$\lim_{x \to 5} \frac{f(x^2)-f(25)}{x-5}$
Assuming that $f$ is differentiable for all $x$, simplify.
(It does not say what $f(x)$ is at all)
My teacher has not taught us any of this, and I am unclear about how to proceed.
$\lim_{x \to 5} \frac{f(x^2)-f(25)}{x-5}$
Assuming that $f$ is differentiable for all $x$, simplify.
(It does not say what $f(x)$ is at all)
My teacher has not taught us any of this, and I am unclear about how to proceed.
$ \frac{f(x^2)-f(25)}{x-5} = \frac{f(x^2)-f(25)}{x^2-25} \cdot (x+5)$
Since, $f$ is differentiable, if $x\to 5$ then $x^2\to 25$, so taking the lim will give you $f'(25)\cdot 10$.

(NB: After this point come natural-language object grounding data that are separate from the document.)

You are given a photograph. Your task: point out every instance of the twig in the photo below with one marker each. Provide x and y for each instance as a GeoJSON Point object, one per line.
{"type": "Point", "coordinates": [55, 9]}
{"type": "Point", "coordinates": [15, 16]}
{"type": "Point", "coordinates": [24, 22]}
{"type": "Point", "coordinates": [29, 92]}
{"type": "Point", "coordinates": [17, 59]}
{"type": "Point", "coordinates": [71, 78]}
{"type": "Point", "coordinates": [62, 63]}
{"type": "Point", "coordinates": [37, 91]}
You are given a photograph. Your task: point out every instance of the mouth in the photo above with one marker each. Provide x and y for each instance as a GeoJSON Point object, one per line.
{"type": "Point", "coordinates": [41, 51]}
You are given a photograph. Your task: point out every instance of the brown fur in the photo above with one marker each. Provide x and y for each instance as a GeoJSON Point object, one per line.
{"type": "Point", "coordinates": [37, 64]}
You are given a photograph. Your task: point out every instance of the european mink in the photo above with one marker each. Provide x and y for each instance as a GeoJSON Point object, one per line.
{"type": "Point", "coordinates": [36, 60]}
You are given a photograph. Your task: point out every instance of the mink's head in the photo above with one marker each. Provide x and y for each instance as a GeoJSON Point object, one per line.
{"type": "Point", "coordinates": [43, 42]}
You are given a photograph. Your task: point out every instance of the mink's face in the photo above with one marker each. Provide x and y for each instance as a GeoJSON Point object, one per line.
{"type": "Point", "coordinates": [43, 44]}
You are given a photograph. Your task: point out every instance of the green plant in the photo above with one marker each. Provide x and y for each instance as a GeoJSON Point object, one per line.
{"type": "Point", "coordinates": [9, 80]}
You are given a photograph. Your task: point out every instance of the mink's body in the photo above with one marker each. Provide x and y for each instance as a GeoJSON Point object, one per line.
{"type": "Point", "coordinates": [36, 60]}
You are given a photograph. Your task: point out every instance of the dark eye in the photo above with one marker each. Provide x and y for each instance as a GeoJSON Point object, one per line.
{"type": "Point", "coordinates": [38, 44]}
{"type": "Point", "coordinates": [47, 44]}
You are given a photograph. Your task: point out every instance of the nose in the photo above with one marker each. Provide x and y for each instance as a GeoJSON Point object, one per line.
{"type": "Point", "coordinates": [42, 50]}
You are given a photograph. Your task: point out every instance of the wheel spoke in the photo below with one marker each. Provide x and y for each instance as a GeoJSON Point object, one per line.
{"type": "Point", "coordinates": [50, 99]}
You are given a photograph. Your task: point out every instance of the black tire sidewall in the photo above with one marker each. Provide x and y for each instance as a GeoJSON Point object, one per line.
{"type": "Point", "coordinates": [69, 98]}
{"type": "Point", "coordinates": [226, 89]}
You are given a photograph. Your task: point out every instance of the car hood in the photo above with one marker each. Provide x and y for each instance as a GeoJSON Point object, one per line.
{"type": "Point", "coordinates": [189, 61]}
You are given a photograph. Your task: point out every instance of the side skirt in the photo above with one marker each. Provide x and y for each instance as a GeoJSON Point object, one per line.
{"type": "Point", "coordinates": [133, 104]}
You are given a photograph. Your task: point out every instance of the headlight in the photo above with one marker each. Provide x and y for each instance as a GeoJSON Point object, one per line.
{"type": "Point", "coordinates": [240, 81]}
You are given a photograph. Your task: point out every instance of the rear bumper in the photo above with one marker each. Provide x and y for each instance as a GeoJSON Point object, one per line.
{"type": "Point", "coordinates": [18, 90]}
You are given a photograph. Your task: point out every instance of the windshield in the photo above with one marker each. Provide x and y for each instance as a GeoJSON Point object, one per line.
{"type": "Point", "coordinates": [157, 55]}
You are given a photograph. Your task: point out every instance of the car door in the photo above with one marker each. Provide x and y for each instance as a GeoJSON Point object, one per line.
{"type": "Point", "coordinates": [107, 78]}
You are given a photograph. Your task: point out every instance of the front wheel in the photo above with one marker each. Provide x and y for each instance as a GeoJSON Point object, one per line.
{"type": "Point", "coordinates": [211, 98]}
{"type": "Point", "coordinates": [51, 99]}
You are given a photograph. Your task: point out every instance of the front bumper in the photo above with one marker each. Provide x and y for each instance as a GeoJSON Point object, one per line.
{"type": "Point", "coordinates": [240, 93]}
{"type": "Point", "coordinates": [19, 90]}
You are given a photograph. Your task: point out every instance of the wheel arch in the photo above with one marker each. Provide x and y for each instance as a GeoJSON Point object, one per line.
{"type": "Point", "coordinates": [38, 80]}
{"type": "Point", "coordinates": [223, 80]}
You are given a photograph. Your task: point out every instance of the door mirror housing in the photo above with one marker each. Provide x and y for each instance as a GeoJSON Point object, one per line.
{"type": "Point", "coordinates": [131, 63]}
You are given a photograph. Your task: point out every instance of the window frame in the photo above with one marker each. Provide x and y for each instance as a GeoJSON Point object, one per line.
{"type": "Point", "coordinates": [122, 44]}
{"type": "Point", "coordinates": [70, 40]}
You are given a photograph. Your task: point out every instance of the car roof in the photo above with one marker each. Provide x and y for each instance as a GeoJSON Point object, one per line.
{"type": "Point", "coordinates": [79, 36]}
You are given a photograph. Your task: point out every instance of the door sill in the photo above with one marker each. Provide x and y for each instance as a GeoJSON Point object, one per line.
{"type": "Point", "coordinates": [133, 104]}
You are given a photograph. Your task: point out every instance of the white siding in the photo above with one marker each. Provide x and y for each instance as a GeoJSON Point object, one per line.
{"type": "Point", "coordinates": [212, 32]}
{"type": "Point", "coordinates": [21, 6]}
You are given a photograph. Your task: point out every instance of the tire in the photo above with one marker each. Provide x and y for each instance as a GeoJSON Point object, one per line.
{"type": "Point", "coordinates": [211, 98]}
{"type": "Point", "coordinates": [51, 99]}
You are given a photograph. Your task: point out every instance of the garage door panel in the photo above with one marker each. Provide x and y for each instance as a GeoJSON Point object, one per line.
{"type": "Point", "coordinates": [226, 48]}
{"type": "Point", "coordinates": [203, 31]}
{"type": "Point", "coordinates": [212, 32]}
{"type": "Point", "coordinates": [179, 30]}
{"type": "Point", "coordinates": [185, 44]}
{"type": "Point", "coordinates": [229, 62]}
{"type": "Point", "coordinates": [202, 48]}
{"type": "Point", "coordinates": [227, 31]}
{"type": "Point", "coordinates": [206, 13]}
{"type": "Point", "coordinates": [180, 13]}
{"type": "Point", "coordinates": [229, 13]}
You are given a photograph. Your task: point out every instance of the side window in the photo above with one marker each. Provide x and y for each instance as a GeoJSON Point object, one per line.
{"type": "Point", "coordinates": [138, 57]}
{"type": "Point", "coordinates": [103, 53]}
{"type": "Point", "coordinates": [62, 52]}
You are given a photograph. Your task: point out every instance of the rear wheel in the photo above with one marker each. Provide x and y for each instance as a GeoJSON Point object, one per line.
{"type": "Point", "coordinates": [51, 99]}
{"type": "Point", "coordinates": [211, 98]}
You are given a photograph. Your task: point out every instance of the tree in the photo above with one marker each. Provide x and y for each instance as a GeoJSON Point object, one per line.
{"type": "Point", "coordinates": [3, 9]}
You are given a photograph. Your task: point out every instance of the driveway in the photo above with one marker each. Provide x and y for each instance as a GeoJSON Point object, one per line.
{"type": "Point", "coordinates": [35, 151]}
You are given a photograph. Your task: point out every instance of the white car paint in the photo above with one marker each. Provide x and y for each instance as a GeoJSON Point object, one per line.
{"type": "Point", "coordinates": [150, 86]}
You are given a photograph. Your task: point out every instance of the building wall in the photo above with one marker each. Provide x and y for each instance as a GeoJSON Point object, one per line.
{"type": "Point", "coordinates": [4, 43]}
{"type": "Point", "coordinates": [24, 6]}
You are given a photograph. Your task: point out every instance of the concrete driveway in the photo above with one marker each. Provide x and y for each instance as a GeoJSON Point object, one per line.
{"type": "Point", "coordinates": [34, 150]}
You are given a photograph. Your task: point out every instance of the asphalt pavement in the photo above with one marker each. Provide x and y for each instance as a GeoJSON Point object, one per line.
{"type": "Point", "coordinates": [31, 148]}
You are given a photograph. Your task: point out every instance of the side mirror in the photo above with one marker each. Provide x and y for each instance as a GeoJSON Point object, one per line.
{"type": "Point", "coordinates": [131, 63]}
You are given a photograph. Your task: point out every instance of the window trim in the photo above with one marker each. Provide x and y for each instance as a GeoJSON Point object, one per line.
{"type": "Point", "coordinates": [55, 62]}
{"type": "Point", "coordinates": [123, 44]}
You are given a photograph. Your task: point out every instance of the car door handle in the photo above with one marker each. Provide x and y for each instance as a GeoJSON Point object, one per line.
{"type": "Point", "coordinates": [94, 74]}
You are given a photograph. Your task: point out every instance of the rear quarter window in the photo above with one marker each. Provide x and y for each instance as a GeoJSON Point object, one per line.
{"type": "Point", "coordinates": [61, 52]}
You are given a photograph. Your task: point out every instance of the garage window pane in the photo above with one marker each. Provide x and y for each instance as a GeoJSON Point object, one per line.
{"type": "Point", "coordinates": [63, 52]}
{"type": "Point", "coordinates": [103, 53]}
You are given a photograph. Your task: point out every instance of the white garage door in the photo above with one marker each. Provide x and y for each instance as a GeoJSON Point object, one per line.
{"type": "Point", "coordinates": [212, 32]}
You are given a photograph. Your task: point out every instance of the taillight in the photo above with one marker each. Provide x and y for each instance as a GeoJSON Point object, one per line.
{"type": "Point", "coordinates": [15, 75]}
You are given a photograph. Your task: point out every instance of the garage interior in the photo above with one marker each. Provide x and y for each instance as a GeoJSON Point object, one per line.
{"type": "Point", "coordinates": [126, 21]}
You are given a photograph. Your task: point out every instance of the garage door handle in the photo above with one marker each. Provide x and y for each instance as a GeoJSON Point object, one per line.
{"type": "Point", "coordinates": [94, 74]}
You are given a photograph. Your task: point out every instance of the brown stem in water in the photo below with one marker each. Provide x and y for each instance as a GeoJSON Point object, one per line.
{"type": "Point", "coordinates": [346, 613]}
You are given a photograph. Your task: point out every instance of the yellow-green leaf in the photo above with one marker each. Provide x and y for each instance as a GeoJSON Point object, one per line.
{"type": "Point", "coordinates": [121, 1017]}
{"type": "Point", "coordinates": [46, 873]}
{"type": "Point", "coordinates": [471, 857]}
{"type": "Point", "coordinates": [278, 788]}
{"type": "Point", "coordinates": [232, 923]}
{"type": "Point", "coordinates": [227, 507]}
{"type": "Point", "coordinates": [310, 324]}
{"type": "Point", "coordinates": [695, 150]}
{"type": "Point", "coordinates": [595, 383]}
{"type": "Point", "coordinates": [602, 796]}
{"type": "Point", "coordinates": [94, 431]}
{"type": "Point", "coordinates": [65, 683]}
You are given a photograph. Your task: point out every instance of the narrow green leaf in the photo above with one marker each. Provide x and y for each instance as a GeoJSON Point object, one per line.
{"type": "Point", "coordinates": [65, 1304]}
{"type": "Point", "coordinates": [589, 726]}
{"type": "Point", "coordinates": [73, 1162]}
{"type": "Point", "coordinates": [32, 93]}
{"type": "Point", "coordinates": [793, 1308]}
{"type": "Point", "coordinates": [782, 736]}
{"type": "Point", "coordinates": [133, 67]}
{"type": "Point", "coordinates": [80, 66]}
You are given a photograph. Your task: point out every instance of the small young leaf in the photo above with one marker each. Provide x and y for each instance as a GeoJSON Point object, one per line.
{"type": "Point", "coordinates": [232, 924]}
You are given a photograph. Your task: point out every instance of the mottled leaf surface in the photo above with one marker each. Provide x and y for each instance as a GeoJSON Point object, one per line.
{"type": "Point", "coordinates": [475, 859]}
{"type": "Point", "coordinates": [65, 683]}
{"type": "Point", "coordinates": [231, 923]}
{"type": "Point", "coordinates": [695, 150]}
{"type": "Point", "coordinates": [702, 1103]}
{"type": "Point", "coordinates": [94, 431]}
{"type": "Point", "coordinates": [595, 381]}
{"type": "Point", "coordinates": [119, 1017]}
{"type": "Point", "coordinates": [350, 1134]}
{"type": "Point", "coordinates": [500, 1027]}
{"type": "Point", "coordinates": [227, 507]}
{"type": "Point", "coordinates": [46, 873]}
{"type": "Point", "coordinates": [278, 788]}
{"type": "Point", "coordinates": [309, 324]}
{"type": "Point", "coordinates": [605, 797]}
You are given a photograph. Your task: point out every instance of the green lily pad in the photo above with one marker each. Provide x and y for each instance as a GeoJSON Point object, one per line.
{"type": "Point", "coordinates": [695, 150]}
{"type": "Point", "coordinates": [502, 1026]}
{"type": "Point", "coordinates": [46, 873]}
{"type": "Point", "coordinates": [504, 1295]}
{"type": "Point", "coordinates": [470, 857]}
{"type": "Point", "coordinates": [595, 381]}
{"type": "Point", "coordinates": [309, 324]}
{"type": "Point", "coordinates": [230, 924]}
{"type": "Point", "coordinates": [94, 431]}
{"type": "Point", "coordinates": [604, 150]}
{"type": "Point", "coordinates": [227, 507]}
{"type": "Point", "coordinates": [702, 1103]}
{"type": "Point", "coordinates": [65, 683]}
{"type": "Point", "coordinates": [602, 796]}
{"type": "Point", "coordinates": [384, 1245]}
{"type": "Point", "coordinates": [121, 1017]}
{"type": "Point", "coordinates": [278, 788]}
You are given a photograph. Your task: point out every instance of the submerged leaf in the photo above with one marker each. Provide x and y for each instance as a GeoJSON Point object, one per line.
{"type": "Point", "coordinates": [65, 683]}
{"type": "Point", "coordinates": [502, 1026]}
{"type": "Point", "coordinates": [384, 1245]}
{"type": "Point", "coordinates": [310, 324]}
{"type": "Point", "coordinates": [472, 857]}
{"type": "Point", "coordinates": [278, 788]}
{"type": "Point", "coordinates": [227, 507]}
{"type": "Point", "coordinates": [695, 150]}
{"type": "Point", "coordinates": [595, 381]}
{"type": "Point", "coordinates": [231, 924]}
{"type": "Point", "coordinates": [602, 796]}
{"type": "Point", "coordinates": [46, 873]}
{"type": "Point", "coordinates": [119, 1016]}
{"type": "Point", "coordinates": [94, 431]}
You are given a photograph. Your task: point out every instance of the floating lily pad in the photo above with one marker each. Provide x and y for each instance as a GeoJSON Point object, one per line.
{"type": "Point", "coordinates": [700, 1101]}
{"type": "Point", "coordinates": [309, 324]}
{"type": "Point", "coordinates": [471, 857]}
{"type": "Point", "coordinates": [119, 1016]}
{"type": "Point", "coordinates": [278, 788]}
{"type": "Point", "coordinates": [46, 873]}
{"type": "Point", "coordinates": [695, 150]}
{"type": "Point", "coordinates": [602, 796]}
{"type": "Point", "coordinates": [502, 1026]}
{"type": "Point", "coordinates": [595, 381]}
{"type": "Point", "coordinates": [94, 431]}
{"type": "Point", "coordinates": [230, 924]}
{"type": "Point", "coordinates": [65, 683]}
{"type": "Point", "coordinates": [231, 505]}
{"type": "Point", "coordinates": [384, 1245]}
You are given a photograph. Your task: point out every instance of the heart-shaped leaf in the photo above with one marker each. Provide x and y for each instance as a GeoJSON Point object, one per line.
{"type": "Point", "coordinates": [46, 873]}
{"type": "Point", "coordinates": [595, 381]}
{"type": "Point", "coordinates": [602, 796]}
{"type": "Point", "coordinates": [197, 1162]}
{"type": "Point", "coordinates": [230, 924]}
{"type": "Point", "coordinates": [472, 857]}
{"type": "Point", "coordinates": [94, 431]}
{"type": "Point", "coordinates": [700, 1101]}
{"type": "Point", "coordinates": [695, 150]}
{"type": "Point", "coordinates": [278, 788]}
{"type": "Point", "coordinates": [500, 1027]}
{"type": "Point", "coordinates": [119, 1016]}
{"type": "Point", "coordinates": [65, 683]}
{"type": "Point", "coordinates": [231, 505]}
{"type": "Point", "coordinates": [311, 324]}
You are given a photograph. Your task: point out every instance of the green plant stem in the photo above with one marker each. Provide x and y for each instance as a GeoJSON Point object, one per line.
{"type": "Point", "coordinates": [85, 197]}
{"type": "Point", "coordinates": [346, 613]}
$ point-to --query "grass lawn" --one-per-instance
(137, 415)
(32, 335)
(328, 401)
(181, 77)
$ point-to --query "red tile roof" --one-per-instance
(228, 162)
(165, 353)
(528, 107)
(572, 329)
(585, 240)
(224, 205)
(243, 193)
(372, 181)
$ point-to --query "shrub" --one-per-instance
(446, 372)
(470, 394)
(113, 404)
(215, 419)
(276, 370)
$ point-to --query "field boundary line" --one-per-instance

Apply Lagrange theorem to $f(x^2)$
$f$ is differentiable, so $g(x) = f(x^2)$ is also differentiable. Let's find the derivative of $g$ at $x = 5$ using the definition.
$ g'(5) = \lim_{x \to 5} \frac{g(x) - g(5)}{x - 5} = \lim_{x \to 5} \frac{f(x^2) - f(25)}{x - 5} $
Now write $g'(5)$ in terms of $f$ to get the desired result.